ResearcherCognitive Developmental Robotics Lab (Nagai Lab)
International Research Center for Neurointelligence
The University of Tokyo

Research statement (2006)

I am interested in the way we perceive the world. Take an example, we see colors. What exactly is this psychological experience in terms of physical variables and their transformations? How is such a complex and robust computation realized in our brain by organizing a population of neurons that are individually limited in their functionality? Why do we process sensory input in such a specific manner -- does that make sense in light of engineering principles?

I approach these questions by identifying tasks of neural systems, developing models that solve the hypothesized tasks, and testing the models with experimental data. The key to my theoretical approach is to work closely with experimental data by examining published data, collecting data myself, and collaborating with experts of experiments.
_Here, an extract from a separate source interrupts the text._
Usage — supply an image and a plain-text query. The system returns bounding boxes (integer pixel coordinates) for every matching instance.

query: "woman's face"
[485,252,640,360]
The most important feature of this approach is its generality. It leads us to better understand the way one perceives the world with its individual variability caused by different genetic and environmental backgrounds. The same theoretical framework is both informed from and applicable to different sensory modalities, different animals, and artificial systems beyond biology.

Updated research statement (2021)

My overarching research goal is to better understand human experiences and conditions. What exactly are those undeniable subjective experiences of seeing or hearing (e.g., scene analysis) in terms of physical variables and their transformations? How do our brains make sense of raw sensory data that are ambiguous, cluttered, multimodal, and incessantly incoming? How do we interact with an environment that is dynamic, uncertain, and at times so challenging that prior experiences are of little use? How is an immense amount of information about the environment stored in our brains, either innate or learned, and how does it guide our behaviors at need? What causes our minds to go awry, and what interventions can be taken?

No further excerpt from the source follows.